Series transformations
Transformations are often useful for stabilizing a series before estimating models. This is particularly important for ARIMA models, which require series to be stationary before models are estimated. A series is stationary if the global level (mean) and average deviation from the level (variance) are constant throughout the series.
While most interesting series are not stationary, ARIMA is effective as long as the series can be made stationary by applying transformations, such as the natural log, differencing, or seasonal differencing.
Variance stabilizing transformations. Series in which the variance changes over time can often be stabilized using a natural log or square root transformation. These are also called functional transformations.
- Natural log. The natural logarithm is applied to the series values.
- Square root. The square root function is applied to the series values.
Natural log and square root transformations cannot be used for series with negative values.
Level stabilizing transformations. A slow decline of the values in the ACF indicates that each series value is strongly correlated with the previous value. By analyzing the change in the series values, you obtain a stable level.
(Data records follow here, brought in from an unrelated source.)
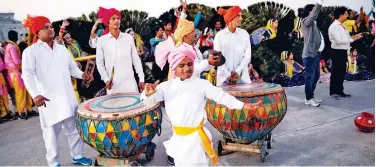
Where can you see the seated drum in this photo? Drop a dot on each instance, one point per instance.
(248, 126)
(119, 126)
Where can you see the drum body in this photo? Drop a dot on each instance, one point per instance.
(118, 125)
(245, 126)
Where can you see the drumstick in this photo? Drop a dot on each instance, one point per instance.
(112, 74)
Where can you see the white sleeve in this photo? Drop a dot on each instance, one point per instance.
(158, 96)
(100, 63)
(93, 42)
(246, 59)
(73, 68)
(335, 32)
(137, 62)
(221, 97)
(28, 72)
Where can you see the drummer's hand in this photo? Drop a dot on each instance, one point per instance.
(141, 85)
(251, 106)
(150, 88)
(86, 76)
(213, 60)
(234, 75)
(109, 85)
(40, 100)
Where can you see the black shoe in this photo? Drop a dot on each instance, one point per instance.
(32, 113)
(344, 95)
(23, 115)
(170, 160)
(9, 117)
(335, 96)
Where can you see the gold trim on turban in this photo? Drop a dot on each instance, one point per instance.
(184, 28)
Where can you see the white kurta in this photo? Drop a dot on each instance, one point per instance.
(185, 102)
(200, 64)
(236, 48)
(93, 42)
(121, 54)
(48, 72)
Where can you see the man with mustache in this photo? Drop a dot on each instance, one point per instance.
(47, 68)
(116, 54)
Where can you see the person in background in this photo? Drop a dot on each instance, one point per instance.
(313, 46)
(185, 97)
(12, 60)
(341, 40)
(47, 68)
(116, 55)
(235, 45)
(94, 36)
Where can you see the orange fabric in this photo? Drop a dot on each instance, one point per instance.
(35, 24)
(206, 143)
(229, 14)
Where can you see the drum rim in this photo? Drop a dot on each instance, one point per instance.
(112, 115)
(268, 91)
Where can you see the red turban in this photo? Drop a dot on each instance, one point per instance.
(35, 24)
(105, 15)
(229, 14)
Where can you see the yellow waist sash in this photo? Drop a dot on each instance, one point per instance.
(184, 131)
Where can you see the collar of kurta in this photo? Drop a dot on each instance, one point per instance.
(44, 43)
(177, 79)
(226, 30)
(109, 35)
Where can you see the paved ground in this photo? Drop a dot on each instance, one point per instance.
(306, 136)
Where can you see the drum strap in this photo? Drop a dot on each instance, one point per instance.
(208, 147)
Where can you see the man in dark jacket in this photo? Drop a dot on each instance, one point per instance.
(313, 45)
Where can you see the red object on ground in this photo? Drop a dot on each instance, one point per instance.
(365, 122)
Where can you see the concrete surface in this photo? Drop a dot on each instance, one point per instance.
(325, 135)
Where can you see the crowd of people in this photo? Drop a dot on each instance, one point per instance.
(42, 71)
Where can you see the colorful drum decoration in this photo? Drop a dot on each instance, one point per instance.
(120, 125)
(248, 126)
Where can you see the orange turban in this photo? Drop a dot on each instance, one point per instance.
(35, 24)
(105, 15)
(184, 28)
(229, 14)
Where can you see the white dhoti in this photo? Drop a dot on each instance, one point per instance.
(124, 86)
(51, 134)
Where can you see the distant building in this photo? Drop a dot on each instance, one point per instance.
(7, 22)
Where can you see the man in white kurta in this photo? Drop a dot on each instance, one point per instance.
(184, 36)
(185, 100)
(235, 46)
(47, 68)
(117, 50)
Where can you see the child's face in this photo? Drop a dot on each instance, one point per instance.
(185, 69)
(291, 57)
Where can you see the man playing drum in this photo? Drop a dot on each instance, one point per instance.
(47, 68)
(235, 46)
(116, 54)
(185, 98)
(184, 36)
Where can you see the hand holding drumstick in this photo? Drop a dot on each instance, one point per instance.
(150, 88)
(251, 106)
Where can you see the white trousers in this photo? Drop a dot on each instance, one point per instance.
(51, 134)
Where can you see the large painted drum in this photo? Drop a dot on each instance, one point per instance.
(120, 125)
(243, 126)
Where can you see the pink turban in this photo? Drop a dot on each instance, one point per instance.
(105, 15)
(179, 54)
(162, 50)
(230, 14)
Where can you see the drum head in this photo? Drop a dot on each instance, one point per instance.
(251, 89)
(115, 106)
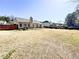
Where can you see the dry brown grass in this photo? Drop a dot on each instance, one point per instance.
(40, 44)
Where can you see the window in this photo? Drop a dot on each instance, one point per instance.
(20, 25)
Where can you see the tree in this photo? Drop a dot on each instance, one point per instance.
(4, 18)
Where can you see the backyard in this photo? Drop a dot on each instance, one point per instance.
(40, 44)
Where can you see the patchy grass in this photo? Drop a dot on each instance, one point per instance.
(9, 54)
(40, 44)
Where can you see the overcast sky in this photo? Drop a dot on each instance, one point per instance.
(52, 10)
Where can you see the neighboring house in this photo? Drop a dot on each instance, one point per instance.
(37, 24)
(26, 23)
(2, 22)
(46, 24)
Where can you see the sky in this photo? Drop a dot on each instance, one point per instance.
(51, 10)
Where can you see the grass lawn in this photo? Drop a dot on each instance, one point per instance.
(40, 44)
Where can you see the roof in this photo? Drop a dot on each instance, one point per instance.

- Simple differencing. The differences between each value and the previous value in the series are computed, except the oldest value in the series. This means that the differenced series will have one less value than the original series.
- Seasonal differencing. Identical to simple differencing, except that the differences between each value and the previous seasonal value are computed.
When either simple or seasonal differencing is simultaneously in use with either the log or square root transformation, the variance stabilizing transformation is always applied first. When simple and seasonal differencing are both in use, the resulting series values are the same whether simple differencing or seasonal differencing is applied first.